Book Jar Recs is a weekly feature where I recommend three books based on an idea, theme, or random word. Each theme has been randomly pulled out of a jar (inspired by a TBR jar). If you have any ideas you’d like me to put in the jar, feel free to share them in the comments below. You can also read my introduction post on this feature here.
This week’s theme is ‘only standalone’. I took that to mean books that are written as standalones with characters you’d love to hear about again, but deep down inside know their story is over and wouldn’t work beyond that one book.
Saint Anything by Sarah Dessen has been one of my favourite reads of 2015. The way it discussed feeling invisible spoke to me on so many levels and for that I’m glad it was my first Dessen novel. Sydney has always felt invisible, living in the shadow of her older brother, Peyton. At the beginning, Peyton is sentenced to jail for a drunk driving accident, and when her parents continue to hold Peyton in that golden light, Sydney feels she has to shoulder the guilt of what happened to the victim of the accident.
Dessen has created characters who can appeal to different kinds of readers. They all have different stories about feeling invisible as well as being visible in the ways we don’t want to be. This is a book that speaks to you, whether you’re a contemporary reader or a fantasy reader; whether you’ve had that feeling of invisibility or not. I saw experiences of several characters not only in myself, but also in people I know. That’s the sort of thing I value in a book.

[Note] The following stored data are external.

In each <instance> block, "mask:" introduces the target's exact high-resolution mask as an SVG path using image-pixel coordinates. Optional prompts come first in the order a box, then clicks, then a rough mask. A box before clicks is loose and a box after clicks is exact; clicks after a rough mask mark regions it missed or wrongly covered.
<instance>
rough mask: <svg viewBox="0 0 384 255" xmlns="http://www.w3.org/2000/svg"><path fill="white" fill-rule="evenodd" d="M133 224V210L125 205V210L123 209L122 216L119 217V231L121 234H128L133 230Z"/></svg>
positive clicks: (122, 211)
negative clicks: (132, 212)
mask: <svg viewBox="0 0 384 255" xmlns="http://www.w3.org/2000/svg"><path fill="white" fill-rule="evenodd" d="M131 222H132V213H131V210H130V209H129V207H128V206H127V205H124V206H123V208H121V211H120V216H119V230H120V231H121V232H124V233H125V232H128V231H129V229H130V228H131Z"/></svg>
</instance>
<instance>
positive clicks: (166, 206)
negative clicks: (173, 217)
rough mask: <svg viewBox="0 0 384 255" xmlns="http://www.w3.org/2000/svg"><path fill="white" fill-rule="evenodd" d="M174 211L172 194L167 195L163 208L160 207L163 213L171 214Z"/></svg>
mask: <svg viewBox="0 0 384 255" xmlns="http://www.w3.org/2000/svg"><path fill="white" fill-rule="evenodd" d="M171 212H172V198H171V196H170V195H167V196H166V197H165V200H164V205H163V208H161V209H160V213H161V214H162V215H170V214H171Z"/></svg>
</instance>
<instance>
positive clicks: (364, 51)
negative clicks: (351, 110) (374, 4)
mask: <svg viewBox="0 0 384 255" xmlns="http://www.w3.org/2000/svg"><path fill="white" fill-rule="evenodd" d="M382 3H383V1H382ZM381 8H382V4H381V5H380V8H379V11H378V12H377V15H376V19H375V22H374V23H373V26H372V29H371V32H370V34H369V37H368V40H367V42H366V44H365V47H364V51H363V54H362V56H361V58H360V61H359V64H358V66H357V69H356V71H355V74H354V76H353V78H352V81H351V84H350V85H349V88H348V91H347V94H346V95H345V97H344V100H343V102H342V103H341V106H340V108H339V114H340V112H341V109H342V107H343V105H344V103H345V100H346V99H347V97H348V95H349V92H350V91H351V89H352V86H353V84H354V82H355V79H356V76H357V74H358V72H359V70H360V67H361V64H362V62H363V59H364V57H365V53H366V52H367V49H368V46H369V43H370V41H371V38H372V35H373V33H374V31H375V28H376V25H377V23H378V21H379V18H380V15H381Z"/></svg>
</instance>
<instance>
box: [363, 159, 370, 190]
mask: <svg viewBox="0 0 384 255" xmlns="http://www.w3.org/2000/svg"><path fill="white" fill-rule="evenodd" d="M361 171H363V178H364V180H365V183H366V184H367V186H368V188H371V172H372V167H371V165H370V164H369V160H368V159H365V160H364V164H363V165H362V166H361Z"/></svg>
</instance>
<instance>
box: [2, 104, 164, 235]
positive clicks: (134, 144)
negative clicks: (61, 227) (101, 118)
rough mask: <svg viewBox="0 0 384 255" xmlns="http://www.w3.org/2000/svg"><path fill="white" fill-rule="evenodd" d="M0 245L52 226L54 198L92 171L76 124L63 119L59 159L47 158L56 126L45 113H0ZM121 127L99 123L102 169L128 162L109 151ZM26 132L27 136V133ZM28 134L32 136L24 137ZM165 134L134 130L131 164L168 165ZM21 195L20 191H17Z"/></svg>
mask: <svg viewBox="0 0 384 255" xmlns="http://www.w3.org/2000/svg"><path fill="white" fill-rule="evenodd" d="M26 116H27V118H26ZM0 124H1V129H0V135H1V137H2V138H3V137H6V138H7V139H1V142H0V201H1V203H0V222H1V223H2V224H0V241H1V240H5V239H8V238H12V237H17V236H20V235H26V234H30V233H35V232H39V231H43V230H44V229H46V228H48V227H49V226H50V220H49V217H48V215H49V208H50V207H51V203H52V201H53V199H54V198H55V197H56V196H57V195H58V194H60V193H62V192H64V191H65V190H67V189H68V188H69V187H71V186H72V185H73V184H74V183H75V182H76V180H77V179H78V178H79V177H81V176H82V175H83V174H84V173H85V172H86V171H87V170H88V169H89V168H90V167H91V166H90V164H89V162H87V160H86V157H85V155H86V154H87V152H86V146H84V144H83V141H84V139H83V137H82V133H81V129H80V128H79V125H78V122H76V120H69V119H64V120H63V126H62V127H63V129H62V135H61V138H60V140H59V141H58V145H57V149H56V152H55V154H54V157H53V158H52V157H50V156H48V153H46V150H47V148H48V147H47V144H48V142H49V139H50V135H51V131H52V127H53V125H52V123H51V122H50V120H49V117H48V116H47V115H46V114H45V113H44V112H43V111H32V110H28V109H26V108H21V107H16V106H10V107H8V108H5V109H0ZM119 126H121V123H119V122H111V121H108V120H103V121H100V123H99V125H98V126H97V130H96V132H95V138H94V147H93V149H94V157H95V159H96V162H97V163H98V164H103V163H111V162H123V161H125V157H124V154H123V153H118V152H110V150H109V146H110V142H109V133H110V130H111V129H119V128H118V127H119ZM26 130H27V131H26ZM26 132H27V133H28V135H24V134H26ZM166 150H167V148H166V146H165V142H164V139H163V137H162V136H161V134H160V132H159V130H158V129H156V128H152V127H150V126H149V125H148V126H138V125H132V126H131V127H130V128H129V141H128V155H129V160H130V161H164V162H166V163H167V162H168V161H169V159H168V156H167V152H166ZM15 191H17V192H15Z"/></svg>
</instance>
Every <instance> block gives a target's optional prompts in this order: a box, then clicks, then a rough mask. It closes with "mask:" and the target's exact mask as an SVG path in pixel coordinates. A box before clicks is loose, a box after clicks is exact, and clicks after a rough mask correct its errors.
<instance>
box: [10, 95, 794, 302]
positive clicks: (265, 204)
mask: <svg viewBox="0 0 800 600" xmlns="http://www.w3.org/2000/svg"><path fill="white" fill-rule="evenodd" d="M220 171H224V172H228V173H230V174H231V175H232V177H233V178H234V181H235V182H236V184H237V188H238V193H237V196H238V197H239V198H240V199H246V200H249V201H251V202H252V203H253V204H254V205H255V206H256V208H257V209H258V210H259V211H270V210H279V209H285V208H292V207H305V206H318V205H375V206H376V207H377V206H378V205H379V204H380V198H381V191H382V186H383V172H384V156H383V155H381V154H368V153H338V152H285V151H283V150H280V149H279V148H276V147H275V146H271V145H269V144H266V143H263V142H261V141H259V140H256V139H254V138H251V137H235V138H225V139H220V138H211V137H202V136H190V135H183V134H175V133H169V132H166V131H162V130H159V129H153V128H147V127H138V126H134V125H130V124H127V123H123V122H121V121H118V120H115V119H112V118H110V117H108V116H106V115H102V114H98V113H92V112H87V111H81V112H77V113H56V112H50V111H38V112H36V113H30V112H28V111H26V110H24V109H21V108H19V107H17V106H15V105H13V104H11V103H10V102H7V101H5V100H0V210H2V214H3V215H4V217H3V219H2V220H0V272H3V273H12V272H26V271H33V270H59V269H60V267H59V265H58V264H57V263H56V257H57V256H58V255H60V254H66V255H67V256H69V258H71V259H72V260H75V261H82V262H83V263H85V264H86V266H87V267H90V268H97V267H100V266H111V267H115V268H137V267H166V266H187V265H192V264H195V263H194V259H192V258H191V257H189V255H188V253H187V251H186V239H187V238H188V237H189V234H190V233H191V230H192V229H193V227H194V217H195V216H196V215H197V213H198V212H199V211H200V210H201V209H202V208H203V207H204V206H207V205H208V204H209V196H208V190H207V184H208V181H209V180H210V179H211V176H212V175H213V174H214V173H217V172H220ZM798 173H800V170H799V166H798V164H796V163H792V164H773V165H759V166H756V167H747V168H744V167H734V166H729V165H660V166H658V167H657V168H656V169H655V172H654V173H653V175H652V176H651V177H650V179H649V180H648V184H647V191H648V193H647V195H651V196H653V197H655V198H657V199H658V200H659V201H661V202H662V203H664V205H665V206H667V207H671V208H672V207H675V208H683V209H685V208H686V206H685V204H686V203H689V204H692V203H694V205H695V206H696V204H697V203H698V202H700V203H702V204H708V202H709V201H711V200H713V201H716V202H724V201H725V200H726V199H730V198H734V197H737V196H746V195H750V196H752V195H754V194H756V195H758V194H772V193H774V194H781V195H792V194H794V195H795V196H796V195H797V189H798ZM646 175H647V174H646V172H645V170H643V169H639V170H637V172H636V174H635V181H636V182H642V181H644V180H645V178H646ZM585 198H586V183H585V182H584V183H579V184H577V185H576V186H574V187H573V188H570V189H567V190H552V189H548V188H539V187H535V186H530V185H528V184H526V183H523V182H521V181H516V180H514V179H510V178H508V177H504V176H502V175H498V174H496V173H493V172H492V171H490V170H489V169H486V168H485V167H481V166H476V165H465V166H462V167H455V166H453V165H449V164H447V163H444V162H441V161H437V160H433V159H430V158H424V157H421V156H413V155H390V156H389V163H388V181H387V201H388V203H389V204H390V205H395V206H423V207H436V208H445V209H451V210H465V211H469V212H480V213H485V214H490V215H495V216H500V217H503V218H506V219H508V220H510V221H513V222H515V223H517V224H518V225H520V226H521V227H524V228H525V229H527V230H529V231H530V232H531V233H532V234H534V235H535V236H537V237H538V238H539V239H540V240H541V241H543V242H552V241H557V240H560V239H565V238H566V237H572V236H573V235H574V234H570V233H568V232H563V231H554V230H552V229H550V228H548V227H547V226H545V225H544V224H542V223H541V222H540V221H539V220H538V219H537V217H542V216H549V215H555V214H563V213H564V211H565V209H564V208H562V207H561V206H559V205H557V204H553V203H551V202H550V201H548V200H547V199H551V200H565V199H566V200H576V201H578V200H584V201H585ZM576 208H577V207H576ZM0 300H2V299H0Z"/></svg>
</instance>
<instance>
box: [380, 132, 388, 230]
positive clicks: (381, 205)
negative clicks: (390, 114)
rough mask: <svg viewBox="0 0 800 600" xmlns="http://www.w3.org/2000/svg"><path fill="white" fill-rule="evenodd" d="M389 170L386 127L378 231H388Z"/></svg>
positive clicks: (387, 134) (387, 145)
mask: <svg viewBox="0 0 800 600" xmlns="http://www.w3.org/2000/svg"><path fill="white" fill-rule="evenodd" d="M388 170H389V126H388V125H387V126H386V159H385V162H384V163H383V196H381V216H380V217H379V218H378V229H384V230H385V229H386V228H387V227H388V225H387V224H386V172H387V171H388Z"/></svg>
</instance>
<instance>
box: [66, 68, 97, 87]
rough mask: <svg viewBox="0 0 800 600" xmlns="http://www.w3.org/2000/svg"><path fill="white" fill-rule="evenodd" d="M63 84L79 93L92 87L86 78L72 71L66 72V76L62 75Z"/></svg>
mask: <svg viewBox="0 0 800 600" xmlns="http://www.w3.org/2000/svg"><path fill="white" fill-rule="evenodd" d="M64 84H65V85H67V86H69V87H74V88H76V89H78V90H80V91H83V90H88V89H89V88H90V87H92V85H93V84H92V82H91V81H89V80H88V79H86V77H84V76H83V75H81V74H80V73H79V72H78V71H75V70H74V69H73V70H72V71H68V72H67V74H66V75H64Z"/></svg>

After reading My Sister’s Keeper, Jodi Picoult became an instant fave of mine and I just had to read more of her books. I mainly picked up Songs of the Humpback Whale because I saw the title and thought oh! something about humpback whales (I was going through this humpback-obsessed phase at the time). Even though it was not directly about humpback whales (one of the main character’s studies them so it’s a central aspect of the plot), I still loved it!
Jane and Oliver Jones have had a rocky marriage and when Oliver chooses career over family yet again, Jane decides enough is enough and leaves with her daughter, Rebecca for her brother’s apple farm. Character development is huge and Picoult lays out all this emotion in the same way that had me falling in love with My Sister’s Keeper. The one thing I strongly disliked – maybe even hated – about the novel was the ending. I personally didn’t agree with Jane’s choice at the end; I felt like that choice made all the growth gained throughout the novel all for nothing. All in all, it’s interesting to think about what I’d do differently because in that way I’m somewhat in Picoult’s head. If you’ve read this book, I’d love to know if you agreed with the ending.
*Side Note: The cover above is the edition I own and even though there’s a lot of covers around, this one doesn’t seem to be in print anymore (or readily available in the above retailers).
Black Ice by Becca Fitzpatrick was a somewhat surprisingly, enjoyable read for me. I was familiar with her popular Hush, Hush series (still on my TBR) but having never read her, I didn’t have any expectations. I was actually a bit nervous of how that shift from urban fantasy to contemporary went for her. Fitzpatrick understands the contemporary genre really well. I’m not a big contemporary reader, so becoming a new fan of Fitzpatrick through Black Ice was a big thing for me. I don’t know when I’ll get to her Hush, Hush series, but I will be making time for her recent release, Dangerous Lies (especially since I won an arc!).
In Black Ice, the main character is Britt Pheiffer and I took an instant liking to her. She’s been training for a hiking trip to the Teton Range with her best friend for the past year. Things take a turn for the worst when the two of them get lost in a major snowstorm and are forced to shelter in a cabin with two dangerous strangers. Britt also needs to watch out for the serial killer, who may or may not be involved with these strangers. The mystery surrounding the serial killer was well-played; I didn’t figure it out until very close to the end – and I’m great at figuring out those things! The entire survival aspect, and Britt needing to rely on what she’s learned in the past year was well-researched. I’d without a doubt recommend this thrilling novel!
Disclaimer: I won a finished copy from a Simon and Schuster CA giveaway. This has in no way altered my honest opinion of the book.